Chen, Bangtao; Song, Yao; Yang, Xiongbo; Yang, Jing; Hao, Fei.
Afiliação
  • Chen B; Department of Dermatology, Chongqing University Three Gorges Hospital, School of Medicine, Chongqing University, No.165, Xincheng Road, Wanzhou District, Chongqing 400030, China.
  • Song Y; Department of Pediatrics, The Third Affiliated Hospital of Chongqing Medical University, No.1, Shuanghu Road, Yubei District, Chongqing 401120, China.
  • Yang X; Department of Dermatology, The Third Affiliated Hospital of Chongqing Medical University, No.1, Shuanghu Road, Yubei District, Chongqing 401120, China.
  • Yang J; Department of Dermatology, Chongqing University Three Gorges Hospital, School of Medicine, Chongqing University, No.165, Xincheng Road, Wanzhou District, Chongqing 400030, China.
  • Hao F; Department of Dermatology, Chongqing University Three Gorges Hospital, School of Medicine, Chongqing University, No.165, Xincheng Road, Wanzhou District, Chongqing 400030, China.
J Leukoc Biol ; 113(5): 461-470, 2023 05 02.
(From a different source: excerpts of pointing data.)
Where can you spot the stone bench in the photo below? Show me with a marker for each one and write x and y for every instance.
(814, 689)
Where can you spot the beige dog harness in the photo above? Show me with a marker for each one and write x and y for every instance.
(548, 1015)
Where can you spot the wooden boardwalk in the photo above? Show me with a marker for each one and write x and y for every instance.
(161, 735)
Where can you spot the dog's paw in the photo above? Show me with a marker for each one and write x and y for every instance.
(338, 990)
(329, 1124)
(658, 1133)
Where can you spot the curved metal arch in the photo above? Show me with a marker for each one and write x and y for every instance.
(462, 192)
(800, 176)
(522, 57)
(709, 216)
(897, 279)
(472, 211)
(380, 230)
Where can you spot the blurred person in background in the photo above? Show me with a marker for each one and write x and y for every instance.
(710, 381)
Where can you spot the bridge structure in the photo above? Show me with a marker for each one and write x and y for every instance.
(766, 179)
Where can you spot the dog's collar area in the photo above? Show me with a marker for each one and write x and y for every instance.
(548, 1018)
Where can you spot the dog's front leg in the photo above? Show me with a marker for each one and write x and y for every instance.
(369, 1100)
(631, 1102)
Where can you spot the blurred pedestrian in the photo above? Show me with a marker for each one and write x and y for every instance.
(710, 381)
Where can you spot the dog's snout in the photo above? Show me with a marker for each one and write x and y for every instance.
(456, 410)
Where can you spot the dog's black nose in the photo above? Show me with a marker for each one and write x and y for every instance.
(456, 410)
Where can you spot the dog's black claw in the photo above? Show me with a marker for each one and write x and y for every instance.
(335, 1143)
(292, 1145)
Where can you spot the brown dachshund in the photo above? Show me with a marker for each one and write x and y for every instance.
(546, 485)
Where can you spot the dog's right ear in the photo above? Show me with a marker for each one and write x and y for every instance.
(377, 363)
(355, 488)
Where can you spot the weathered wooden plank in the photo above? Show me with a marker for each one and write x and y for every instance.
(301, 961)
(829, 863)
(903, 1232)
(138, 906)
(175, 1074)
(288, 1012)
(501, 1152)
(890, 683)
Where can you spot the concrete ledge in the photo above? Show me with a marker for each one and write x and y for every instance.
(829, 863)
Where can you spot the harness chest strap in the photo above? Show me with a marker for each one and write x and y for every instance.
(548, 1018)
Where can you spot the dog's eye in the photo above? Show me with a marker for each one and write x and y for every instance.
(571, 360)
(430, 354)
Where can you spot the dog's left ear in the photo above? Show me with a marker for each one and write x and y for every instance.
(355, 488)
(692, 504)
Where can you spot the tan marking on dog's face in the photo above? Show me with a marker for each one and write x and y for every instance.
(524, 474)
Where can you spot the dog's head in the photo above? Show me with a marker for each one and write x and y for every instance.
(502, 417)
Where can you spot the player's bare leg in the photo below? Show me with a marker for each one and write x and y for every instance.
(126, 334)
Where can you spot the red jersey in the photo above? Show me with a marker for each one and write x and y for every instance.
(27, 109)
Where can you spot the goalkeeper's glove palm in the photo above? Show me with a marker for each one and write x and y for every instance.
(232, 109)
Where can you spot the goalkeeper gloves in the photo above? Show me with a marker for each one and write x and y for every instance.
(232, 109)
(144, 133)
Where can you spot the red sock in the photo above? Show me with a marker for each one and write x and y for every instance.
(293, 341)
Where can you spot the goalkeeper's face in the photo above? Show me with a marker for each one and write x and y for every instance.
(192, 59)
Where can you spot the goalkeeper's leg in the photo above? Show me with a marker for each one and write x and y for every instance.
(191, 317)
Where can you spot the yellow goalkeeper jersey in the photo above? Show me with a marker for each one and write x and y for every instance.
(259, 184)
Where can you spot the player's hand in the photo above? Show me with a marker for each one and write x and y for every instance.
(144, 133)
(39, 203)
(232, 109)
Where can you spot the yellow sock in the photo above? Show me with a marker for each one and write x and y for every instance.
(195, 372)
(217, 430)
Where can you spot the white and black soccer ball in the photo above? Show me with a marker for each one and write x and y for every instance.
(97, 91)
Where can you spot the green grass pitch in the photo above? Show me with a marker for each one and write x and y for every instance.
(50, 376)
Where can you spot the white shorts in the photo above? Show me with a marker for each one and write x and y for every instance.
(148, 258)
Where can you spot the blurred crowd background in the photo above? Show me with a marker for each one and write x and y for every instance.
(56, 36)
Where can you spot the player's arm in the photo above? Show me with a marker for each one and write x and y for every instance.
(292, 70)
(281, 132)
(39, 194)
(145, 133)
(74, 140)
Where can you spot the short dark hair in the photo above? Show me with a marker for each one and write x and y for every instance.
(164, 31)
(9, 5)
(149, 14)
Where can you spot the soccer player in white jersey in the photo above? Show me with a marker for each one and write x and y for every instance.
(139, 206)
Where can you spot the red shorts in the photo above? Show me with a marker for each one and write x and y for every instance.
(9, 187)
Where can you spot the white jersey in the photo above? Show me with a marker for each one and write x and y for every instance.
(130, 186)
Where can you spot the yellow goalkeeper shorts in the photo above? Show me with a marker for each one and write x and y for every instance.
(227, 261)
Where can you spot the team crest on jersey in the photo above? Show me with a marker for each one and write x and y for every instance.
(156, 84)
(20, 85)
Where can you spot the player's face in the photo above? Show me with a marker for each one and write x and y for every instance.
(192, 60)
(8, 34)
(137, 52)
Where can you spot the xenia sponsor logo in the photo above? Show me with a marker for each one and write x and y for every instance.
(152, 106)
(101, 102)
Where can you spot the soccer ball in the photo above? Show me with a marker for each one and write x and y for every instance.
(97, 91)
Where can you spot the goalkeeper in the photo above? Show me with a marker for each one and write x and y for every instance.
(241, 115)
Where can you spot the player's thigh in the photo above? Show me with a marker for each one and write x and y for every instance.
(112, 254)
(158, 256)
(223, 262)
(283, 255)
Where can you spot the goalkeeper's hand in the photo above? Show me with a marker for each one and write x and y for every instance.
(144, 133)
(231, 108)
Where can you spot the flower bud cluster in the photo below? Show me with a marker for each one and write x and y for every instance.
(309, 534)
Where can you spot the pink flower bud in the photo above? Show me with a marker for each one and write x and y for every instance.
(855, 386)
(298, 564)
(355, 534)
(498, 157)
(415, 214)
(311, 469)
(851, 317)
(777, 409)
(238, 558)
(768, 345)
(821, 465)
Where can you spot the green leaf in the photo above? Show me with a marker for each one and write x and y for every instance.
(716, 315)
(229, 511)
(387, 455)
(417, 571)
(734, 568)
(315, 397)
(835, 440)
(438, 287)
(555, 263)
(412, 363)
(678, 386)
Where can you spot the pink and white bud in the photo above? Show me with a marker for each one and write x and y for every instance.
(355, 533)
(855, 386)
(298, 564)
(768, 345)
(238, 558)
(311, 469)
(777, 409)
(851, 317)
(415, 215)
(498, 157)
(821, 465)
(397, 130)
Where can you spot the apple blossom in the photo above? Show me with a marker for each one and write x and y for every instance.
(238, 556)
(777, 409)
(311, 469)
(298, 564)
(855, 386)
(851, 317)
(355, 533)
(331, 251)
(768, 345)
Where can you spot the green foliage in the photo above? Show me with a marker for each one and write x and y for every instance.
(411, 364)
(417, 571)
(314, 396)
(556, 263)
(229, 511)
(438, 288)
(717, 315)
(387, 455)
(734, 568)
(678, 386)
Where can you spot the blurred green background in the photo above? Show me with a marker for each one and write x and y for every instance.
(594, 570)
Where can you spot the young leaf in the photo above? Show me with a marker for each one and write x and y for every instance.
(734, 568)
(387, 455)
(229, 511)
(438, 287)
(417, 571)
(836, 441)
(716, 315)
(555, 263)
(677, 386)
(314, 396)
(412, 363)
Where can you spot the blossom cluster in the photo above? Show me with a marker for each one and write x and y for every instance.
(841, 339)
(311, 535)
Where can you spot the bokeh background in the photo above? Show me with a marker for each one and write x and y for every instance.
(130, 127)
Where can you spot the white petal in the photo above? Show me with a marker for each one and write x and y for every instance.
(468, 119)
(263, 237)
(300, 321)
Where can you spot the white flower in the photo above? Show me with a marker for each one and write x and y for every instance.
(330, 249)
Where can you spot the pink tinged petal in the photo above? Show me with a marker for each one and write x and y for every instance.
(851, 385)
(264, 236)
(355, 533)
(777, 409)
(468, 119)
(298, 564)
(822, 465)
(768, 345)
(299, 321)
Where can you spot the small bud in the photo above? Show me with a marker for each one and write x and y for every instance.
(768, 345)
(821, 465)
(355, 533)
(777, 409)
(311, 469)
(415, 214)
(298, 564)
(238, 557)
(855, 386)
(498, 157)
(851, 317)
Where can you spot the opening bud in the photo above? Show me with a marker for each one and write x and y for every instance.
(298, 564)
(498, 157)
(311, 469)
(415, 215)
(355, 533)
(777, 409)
Article em En | MEDLINE | ID: mdl-36857592
Inflammation centered on non-IgE-mediated mast cell activation characterizes chronic spontaneous urticaria resistant to nonsedating H1-antihistamines. We recently uncovered a strong positive association between inflammation and the fecal Escherichia. To further explore the actions of bacterial DNA derived from Escherichia on mast cells, intestinal permeability of patients with chronic spontaneous urticaria with or without nonsedating H1-antihistamine resistance and healthy controls were determined, and LAD2 cells with knockdown of Syk, Nedd4L, or Sgk1 or with incubation of inhibitors GS9973, GSK650394, and MG132 were posttreated with btDNA. We found that (i) serum intestinal permeability indices and bacterial DNA markedly increased in patients with chronic spontaneous urticaria with nonsedating H1-antihistamine resistance compared with those without (all P < 0.001), and bacterial DNA positively correlated with the degree of inflammation; (ii) IL-6 and TNF-α levels were time- and dose-dependently upregulated in bacterial DNA-stimulated LAD2 cells, which relied on unmethylated CpG in bacterial DNA and Toll-like receptor 9 protein in cells; (iii) Syk knockdown or inhibition of Syk Tyr525/526 phosphorylation blocked bacterial DNA-initiated cytokine production; (iv) Nedd4L interacted with Tyr525/526-phosphorylated Syk, and inhibition of Nedd4L Ser448 phosphorylation induced by bacterial DNA-activated Sgk1 was mandatory for bacterial DNA's proinflammatory property; and (v) Sgk1 suppression showed an inhibitory effect on bacterial DNA-induced inflammation by ensuring Nedd4L-mediated ubiquitination of Tyr525/526-phosphorylated Syk. Collectively, we identified previously unknown contributory roles of bacterial translocation and serum bacterial DNA on the inflammation phenotype in patients with chronic spontaneous urticaria with nonsedating H1-antihistamine resistance and further uncovered a vital negative regulatory role for the Sgk1/Nedd4L/Syk pathway in bacterial DNA-induced inflammation in LAD2 cells.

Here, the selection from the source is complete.